MARJAH, Afghanistan --
Marine engineers are hard at work in Afghanistan repairing roads in Marjah to make it easier and safer for Marines and Afghans to travel through Helmand province.
Marines with 9th Engineer Support Battalion, 1st Marine Logistics Group (Forward), who touched down in Afghanistan in May, spearheaded a route-repairing mission that began, May 23.
For their most recent project, dubbed “Route Marcie,” they filled potholes and resurfaced the road, improving trafficability for Afghans and coalition forces.
“The mission 9th ESB has been tasked with is to conduct route repair to some of the more heavily traveled roads around Marjah,” said Gunnery Sgt. Aaron Boone, staff non-commissioned officer in charge of the Route Marcie project, 9th ESB, 1st MLG (FWD). “Right now we’re working on Marcie as it’s a heavily-traveled road. It has bazaars, and a lot of local nationals live off of this road,” said Boone.
First, the Marines used a bulldozer to cut and push the uneven portion of the road away and create an even surface. Afterward, they laid down gravel. The Marines were able to accomplish their mission, even when presented with challenges.
“The process has been going really well,” said Chief Warrant Officer Matthew Lovely, officer in charge of the Route Marcie project, 9th ESB, 1st MLG (Fwd). “The hardest part about it is it’s a very narrow area, we don’t have a lot of room to maneuver.”
The Marines worked on the road strictly at night so as to not impede the Afghans’ movement.
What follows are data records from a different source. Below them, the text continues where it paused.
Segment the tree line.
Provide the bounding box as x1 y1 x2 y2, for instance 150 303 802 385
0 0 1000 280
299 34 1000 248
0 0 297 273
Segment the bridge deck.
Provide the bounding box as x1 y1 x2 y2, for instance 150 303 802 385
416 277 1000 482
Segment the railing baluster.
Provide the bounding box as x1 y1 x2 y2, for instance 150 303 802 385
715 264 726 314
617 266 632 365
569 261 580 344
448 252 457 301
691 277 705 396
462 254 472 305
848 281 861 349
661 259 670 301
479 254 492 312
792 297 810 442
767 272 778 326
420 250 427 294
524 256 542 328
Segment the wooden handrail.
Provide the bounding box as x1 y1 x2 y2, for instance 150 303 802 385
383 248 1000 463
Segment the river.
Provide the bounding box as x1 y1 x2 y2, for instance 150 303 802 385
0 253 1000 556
During the day the road is buzzing with locals purchasing items from the bazaar.
Many local Afghans appeared to be excited and receptive of the Marines’ road-repairing efforts, pointing to the ground, making leveling gestures and giving a thumbs up signal as Marines worked in the area, a Marine heavy equipment operator reported, according to Lt. Col. Ted Adams, commanding officer of 9th ESB.
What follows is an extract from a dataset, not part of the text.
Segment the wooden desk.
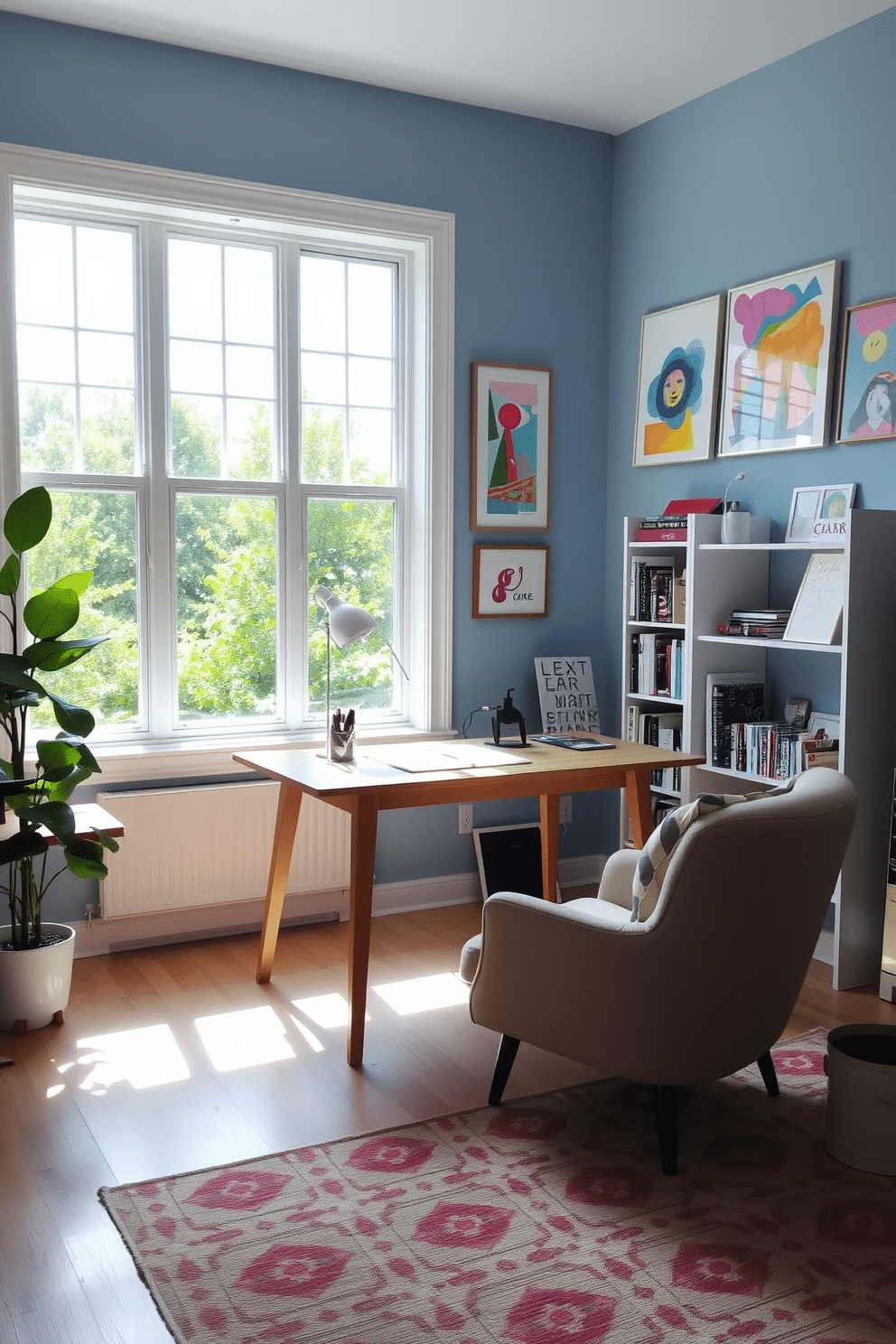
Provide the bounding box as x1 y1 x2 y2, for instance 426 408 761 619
234 738 705 1064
Road repair projects like this are a “win-win,” said Adams. They reduce the threat of IEDs, increase mobility for friendly forces, demonstrate the government’s capacity to improve infrastructure and improve the economic potential for many Afghans.
“That’s why we say: ‘Afghanistan: Where life is only as good as the road you live on,’” said Adams.
Road improvements for “Route Marcie” are scheduled to be completed by the end of the week.